Murray v. Klinzing

64 Conn. 78 | Conn. | 1894

Andrews, C. J.

Most of the questions raised at the trial by the plaintiff’s counsel are settled by the finding of facts. Only two remain for this court to examine. The first of these is whether the writing in of the consideration in the *85deed of April 5th, 1888, was a material alteration which rendered that deed void.

Every deed which is effectual to convey land must be upon consideration. Thus it is stated in Blackstone’s Commentaries, Yol. 2, at page 296, where the requisites of a deed are mentioned:—“Secondly, the deed must be founded upon good and sufficient consideration. * * * A deed also, or other grant, made without any consideration, is, as it were, of no effect; for it is construed to enure, or to be effectual on y to the use of the grantor himself.” But the deed of April 5th, was upon a consideration sufficient to rebut a resulting trust. The word “ dollars ” without any numbers prefixed is enough for that purpose.

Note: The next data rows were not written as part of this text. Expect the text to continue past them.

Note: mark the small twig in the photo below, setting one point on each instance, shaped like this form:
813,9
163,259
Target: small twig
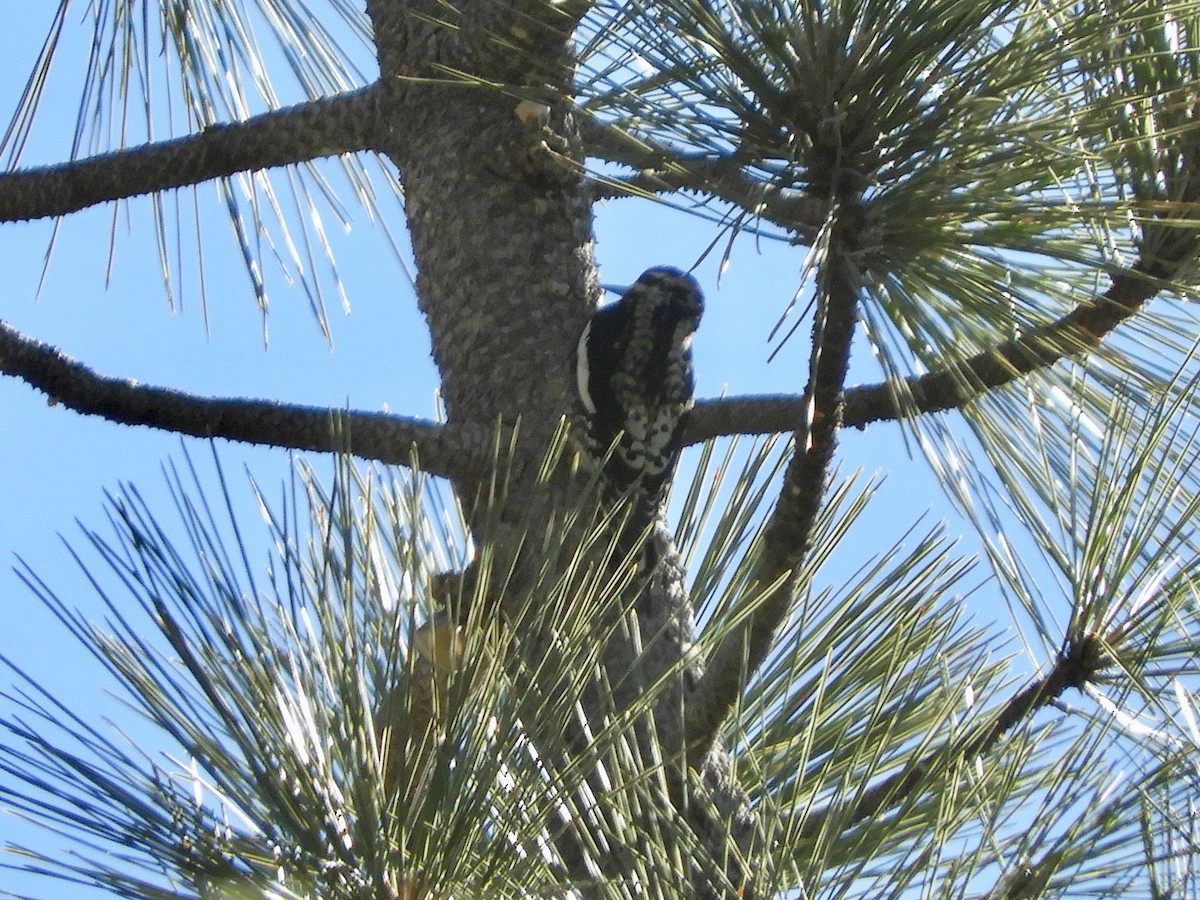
1078,664
661,168
951,388
787,537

An alteration to a deed, to render it void, must be a material one; that is one that causes the deed to speak a language different in legal effect from that which it spoke originally. 1 Greenleaf Ev., § 565. The necessity of a consideration in a deed is to prevent a trust resulting in favor of the grantor, and one valuable consideration does this as well as another. Changing the amount of the consideration does not cause the deed to speak a language differing in its legal effect. Such an alteration is not a material one. Belden v. Seymour, 8 Conn., 304; Meeker v. Meeker, 16 id., 387; Vose v. Bolan, 108 Mass., 155. In many cases after delivery blanks may be filled up so as to complete the grantor’s intention. Devin v. Himer, 29 Iowa, 297; Clark v. Allen, 34 id., 190; Field v. Stagg, 52 Mo., 534; Waugh v. Bussell, 5 Taunton, 707; Eagleton v. Gutteridge, 11 M. & W., 465; West v. Seward, 14 id., 47.

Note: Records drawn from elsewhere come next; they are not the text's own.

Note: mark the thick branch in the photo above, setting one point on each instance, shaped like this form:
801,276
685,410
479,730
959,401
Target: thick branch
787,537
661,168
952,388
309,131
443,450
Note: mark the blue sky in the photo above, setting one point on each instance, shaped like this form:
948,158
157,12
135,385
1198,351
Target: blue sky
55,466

The second is whether the court erred in treating the map on the deed as a part of the description of the land therein intended to be conveyed. The court so treated the map and held that the plaintiff had conveyed to the railway company the right to a highway on the north side of its land. The plaintiff’s counsel admits that such a course would be correct if there had been in the deed an express reference to the map. But he insists that in absénce of such a reference it was error for the court to do so. We are not able to agree with the *86counsel. Where a map or a diagram is drawn on a deed in such relation to or connected with the words of the deed as to indicate to any reasonable person that the grantor intended it to be taken as a part of the description, then no reference is needed. It is entirely a question as to what the grantor intended to convey. If the map is on another paper a reference might be necessary in order to identify it. When the map is on the deed itself, the court of necessity must examine it and from it taken together with the words of description determine what the deed conveys.

There is no error.

In this opinion the other judges concurred.